As their profile grew, Sam Houston and Blk Odyssy landed a deal with a management company in Los Angeles who booked them a 17-city tour last year. The band has an agent and they’re looking at tours with larger artists this year. There’s also been some label interest, but feedback suggesting they shift to a more commercial sound makes Houston inclined to stay independent for now.


The group’s logo is a drawing of a black man’s face with Xs over the eyes and a mouth stitched shut, "because, you know, for the most part when artists do start saying things of substance and content they want us to be quiet," he said.


"It doesn’t sell. Let’s just be honest. There’s tons of artists out there that are putting out quality music but that’s not the music that is on the radio. It’s the ‘pop a molly, I’m sweating,’ it’s the ‘murder on my mind,’ it’s those things that are selling."


For Houston, shying away from the hard issues isn’t an option. Finding his voice as an artist was intrinsically linked to finding forgiveness, freeing his energy from the hostility and fear he felt toward the police in the aftermath of his brother’s death.


"I had to put myself in an understanding position because they’re trying to go home, too," he said.

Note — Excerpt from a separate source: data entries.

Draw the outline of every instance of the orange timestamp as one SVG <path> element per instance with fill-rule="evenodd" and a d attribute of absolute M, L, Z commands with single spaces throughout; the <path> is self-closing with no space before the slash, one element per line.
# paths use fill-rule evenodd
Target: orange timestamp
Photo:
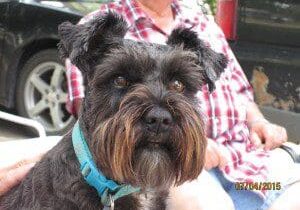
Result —
<path fill-rule="evenodd" d="M 281 190 L 280 182 L 235 182 L 236 190 Z"/>

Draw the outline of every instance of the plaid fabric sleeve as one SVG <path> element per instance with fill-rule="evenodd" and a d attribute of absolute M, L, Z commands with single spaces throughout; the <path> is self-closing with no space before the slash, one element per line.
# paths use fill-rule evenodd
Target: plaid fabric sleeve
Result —
<path fill-rule="evenodd" d="M 237 58 L 232 52 L 222 29 L 213 20 L 208 20 L 208 22 L 209 27 L 211 27 L 211 30 L 213 31 L 211 34 L 214 34 L 215 39 L 221 42 L 219 45 L 221 49 L 219 50 L 228 58 L 229 62 L 226 70 L 228 71 L 230 81 L 232 82 L 232 89 L 242 100 L 254 101 L 252 86 L 250 85 Z"/>

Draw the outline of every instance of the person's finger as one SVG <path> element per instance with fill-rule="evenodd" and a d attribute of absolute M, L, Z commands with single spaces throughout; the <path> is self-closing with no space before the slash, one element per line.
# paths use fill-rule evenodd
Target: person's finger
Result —
<path fill-rule="evenodd" d="M 272 150 L 281 145 L 281 137 L 278 135 L 277 126 L 271 125 L 264 128 L 263 130 L 265 136 L 265 150 Z"/>
<path fill-rule="evenodd" d="M 279 137 L 280 143 L 283 144 L 283 143 L 287 142 L 288 136 L 287 136 L 286 129 L 284 127 L 278 126 L 278 133 L 279 133 L 279 136 L 280 136 Z"/>
<path fill-rule="evenodd" d="M 259 148 L 262 145 L 262 139 L 255 131 L 250 133 L 250 141 L 256 148 Z"/>
<path fill-rule="evenodd" d="M 34 166 L 34 163 L 13 168 L 0 177 L 0 196 L 17 185 Z"/>
<path fill-rule="evenodd" d="M 28 165 L 30 163 L 36 163 L 43 157 L 43 155 L 44 155 L 43 153 L 40 153 L 40 154 L 35 155 L 33 157 L 20 160 L 20 161 L 18 161 L 17 163 L 15 163 L 13 165 L 10 165 L 10 166 L 7 166 L 7 167 L 2 167 L 2 168 L 0 168 L 0 176 L 1 176 L 2 173 L 5 173 L 5 172 L 10 171 L 12 169 L 16 169 L 16 168 Z"/>
<path fill-rule="evenodd" d="M 266 133 L 266 150 L 272 150 L 287 141 L 287 133 L 285 128 L 277 125 L 269 127 Z"/>

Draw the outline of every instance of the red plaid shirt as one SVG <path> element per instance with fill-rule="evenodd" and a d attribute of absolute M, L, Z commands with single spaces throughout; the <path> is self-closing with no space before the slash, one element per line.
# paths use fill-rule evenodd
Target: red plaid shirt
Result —
<path fill-rule="evenodd" d="M 175 23 L 192 27 L 212 49 L 222 52 L 229 59 L 229 64 L 216 83 L 216 90 L 208 92 L 204 86 L 197 96 L 207 125 L 207 137 L 216 141 L 230 162 L 222 168 L 224 175 L 231 181 L 262 182 L 267 179 L 267 167 L 264 164 L 268 153 L 254 150 L 249 141 L 246 123 L 247 103 L 253 102 L 252 88 L 237 62 L 223 32 L 217 24 L 208 19 L 200 9 L 190 8 L 180 1 L 172 3 Z M 94 15 L 115 11 L 125 18 L 130 28 L 125 38 L 164 44 L 168 34 L 157 27 L 154 21 L 138 7 L 135 0 L 118 0 L 104 4 L 100 10 L 85 16 L 82 24 Z M 70 101 L 84 97 L 82 76 L 70 61 L 67 61 L 68 86 Z M 71 108 L 71 107 L 69 107 Z M 258 191 L 260 195 L 264 192 Z"/>

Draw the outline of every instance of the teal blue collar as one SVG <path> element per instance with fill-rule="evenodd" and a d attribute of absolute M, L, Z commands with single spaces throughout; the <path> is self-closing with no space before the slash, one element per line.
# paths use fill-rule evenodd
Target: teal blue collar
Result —
<path fill-rule="evenodd" d="M 78 122 L 72 131 L 72 143 L 85 181 L 97 190 L 104 206 L 110 206 L 118 198 L 140 190 L 131 185 L 119 185 L 97 169 Z"/>

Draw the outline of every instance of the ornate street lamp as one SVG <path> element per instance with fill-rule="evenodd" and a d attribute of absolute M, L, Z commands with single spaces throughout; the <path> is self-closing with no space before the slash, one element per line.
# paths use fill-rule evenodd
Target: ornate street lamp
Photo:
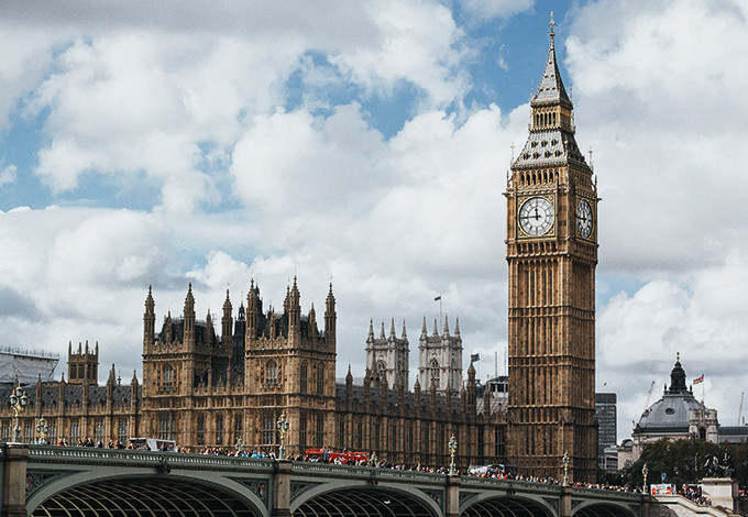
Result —
<path fill-rule="evenodd" d="M 449 439 L 449 455 L 452 457 L 452 462 L 449 464 L 449 475 L 454 475 L 454 454 L 458 452 L 458 439 L 452 437 Z"/>
<path fill-rule="evenodd" d="M 23 393 L 21 386 L 16 386 L 10 395 L 10 407 L 15 411 L 15 428 L 13 429 L 13 443 L 21 443 L 21 424 L 19 413 L 29 405 L 29 397 Z"/>
<path fill-rule="evenodd" d="M 288 420 L 286 414 L 280 415 L 277 422 L 278 431 L 280 432 L 280 450 L 278 451 L 278 460 L 286 459 L 286 431 L 288 430 Z"/>
<path fill-rule="evenodd" d="M 36 443 L 46 444 L 47 432 L 50 432 L 50 426 L 47 426 L 46 420 L 42 417 L 36 425 Z"/>

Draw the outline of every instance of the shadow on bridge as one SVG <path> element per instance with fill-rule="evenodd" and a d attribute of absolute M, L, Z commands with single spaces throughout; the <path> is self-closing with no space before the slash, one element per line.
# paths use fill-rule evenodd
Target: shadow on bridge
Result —
<path fill-rule="evenodd" d="M 493 497 L 466 508 L 463 517 L 554 517 L 551 512 L 531 499 Z"/>
<path fill-rule="evenodd" d="M 255 517 L 262 515 L 217 487 L 184 480 L 133 477 L 78 485 L 43 502 L 33 517 Z"/>
<path fill-rule="evenodd" d="M 320 494 L 301 504 L 294 517 L 432 517 L 421 502 L 386 490 L 343 490 Z"/>

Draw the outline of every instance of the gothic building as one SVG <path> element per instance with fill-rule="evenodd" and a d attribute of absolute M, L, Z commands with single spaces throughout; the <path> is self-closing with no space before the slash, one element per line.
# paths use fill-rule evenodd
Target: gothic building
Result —
<path fill-rule="evenodd" d="M 204 320 L 197 319 L 191 284 L 180 316 L 167 312 L 156 327 L 155 306 L 148 288 L 142 386 L 134 377 L 129 386 L 122 386 L 114 378 L 113 366 L 102 387 L 87 376 L 80 385 L 40 381 L 35 388 L 26 388 L 30 407 L 22 419 L 24 441 L 34 439 L 34 426 L 44 416 L 55 442 L 59 438 L 76 442 L 91 437 L 107 443 L 110 439 L 127 442 L 128 438 L 153 437 L 176 440 L 198 451 L 231 448 L 241 439 L 252 450 L 277 452 L 276 422 L 285 414 L 290 424 L 289 453 L 315 447 L 348 448 L 374 452 L 381 460 L 436 466 L 448 463 L 447 444 L 455 436 L 461 443 L 460 465 L 505 459 L 504 415 L 492 413 L 490 392 L 487 400 L 479 404 L 472 365 L 460 391 L 455 386 L 439 392 L 436 382 L 421 389 L 418 380 L 410 391 L 402 370 L 389 384 L 386 367 L 382 375 L 378 370 L 371 371 L 363 385 L 353 385 L 350 371 L 345 382 L 337 384 L 332 286 L 321 326 L 314 305 L 301 314 L 296 279 L 279 312 L 263 307 L 253 282 L 246 308 L 240 304 L 234 320 L 227 293 L 220 333 L 209 311 Z M 391 331 L 391 338 L 385 339 L 400 352 L 404 340 L 400 366 L 407 369 L 407 338 L 394 338 Z M 374 342 L 382 344 L 373 340 L 367 346 Z M 72 373 L 81 364 L 87 365 L 84 372 L 90 372 L 94 359 L 98 351 L 74 353 L 70 348 L 68 377 L 82 375 Z M 0 388 L 0 397 L 10 396 L 11 387 Z M 8 406 L 0 410 L 3 439 L 11 436 L 11 415 Z"/>
<path fill-rule="evenodd" d="M 403 333 L 398 338 L 395 333 L 395 319 L 389 328 L 389 337 L 385 338 L 384 321 L 380 338 L 374 338 L 374 321 L 369 324 L 369 338 L 366 338 L 366 374 L 375 375 L 378 381 L 386 382 L 387 386 L 395 383 L 410 386 L 410 345 L 403 321 Z"/>
<path fill-rule="evenodd" d="M 574 140 L 553 42 L 507 179 L 509 462 L 536 475 L 596 476 L 597 187 Z"/>
<path fill-rule="evenodd" d="M 296 278 L 282 309 L 264 307 L 252 282 L 234 317 L 227 292 L 220 320 L 198 319 L 189 285 L 182 315 L 157 322 L 148 288 L 143 315 L 143 381 L 123 385 L 114 367 L 97 383 L 98 345 L 68 350 L 68 382 L 26 385 L 23 440 L 42 416 L 50 438 L 133 437 L 176 440 L 197 451 L 233 447 L 277 452 L 276 422 L 285 414 L 289 453 L 310 447 L 375 452 L 398 463 L 509 463 L 522 474 L 561 479 L 564 452 L 573 480 L 594 480 L 595 267 L 597 191 L 574 140 L 573 106 L 559 75 L 551 21 L 548 61 L 531 101 L 529 138 L 507 180 L 507 389 L 481 389 L 471 363 L 462 374 L 460 323 L 444 319 L 418 341 L 418 377 L 410 389 L 409 344 L 393 320 L 366 339 L 366 375 L 336 382 L 337 323 L 332 285 L 318 322 L 301 311 Z M 0 385 L 8 400 L 11 384 Z M 508 396 L 507 395 L 508 391 Z M 501 396 L 501 400 L 498 399 Z M 494 400 L 494 398 L 496 398 Z M 0 407 L 0 440 L 11 437 L 13 411 Z"/>
<path fill-rule="evenodd" d="M 454 336 L 449 333 L 449 321 L 444 318 L 444 328 L 439 334 L 437 320 L 433 320 L 431 336 L 426 330 L 426 318 L 418 339 L 418 375 L 435 386 L 437 392 L 459 389 L 462 386 L 462 338 L 460 320 L 454 326 Z"/>

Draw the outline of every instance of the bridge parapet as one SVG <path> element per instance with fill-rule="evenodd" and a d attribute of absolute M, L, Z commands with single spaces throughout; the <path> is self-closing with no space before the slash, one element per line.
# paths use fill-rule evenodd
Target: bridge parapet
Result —
<path fill-rule="evenodd" d="M 651 501 L 641 494 L 527 481 L 174 452 L 1 444 L 0 462 L 2 517 L 25 517 L 58 496 L 89 494 L 96 498 L 100 487 L 111 484 L 125 488 L 163 485 L 187 496 L 200 493 L 213 502 L 226 499 L 252 508 L 251 514 L 258 517 L 290 516 L 297 509 L 306 512 L 334 501 L 344 506 L 351 498 L 362 505 L 392 502 L 414 506 L 420 508 L 418 515 L 442 517 L 506 512 L 546 517 L 649 517 L 645 508 L 646 501 Z M 661 509 L 651 517 L 686 517 L 680 515 L 681 508 Z M 376 512 L 372 515 L 378 515 Z M 695 513 L 718 515 L 716 509 Z"/>
<path fill-rule="evenodd" d="M 186 454 L 182 452 L 148 452 L 85 447 L 29 446 L 30 463 L 106 464 L 156 466 L 168 463 L 180 469 L 253 471 L 272 473 L 275 462 L 252 458 Z"/>

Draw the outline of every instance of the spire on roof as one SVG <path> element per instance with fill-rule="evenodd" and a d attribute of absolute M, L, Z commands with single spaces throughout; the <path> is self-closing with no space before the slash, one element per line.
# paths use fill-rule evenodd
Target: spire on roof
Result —
<path fill-rule="evenodd" d="M 563 87 L 561 74 L 559 74 L 559 65 L 556 61 L 556 22 L 553 21 L 553 12 L 551 12 L 551 21 L 548 23 L 551 28 L 548 35 L 550 36 L 550 45 L 548 47 L 548 61 L 546 61 L 546 69 L 542 73 L 542 78 L 538 85 L 538 90 L 532 97 L 531 106 L 544 105 L 551 102 L 566 102 L 571 106 L 571 100 L 566 95 L 566 89 Z"/>

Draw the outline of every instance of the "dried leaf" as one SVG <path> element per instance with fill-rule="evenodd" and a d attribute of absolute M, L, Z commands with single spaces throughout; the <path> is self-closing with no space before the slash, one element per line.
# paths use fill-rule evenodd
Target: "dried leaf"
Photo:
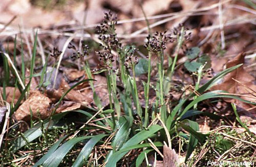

With his music, he’s trying to open eyes and un-stitch mouths. To take a hard look at the underlying factors that lead to mass incarceration of young black people in America. To begin a conversation that might lead to unity.


"You have to take the platform that you have and use it because our people are dying. It’s a fact," he said.


"We think that if we stay true to the message that we want to spread and stay true to who we are it will pay off for us."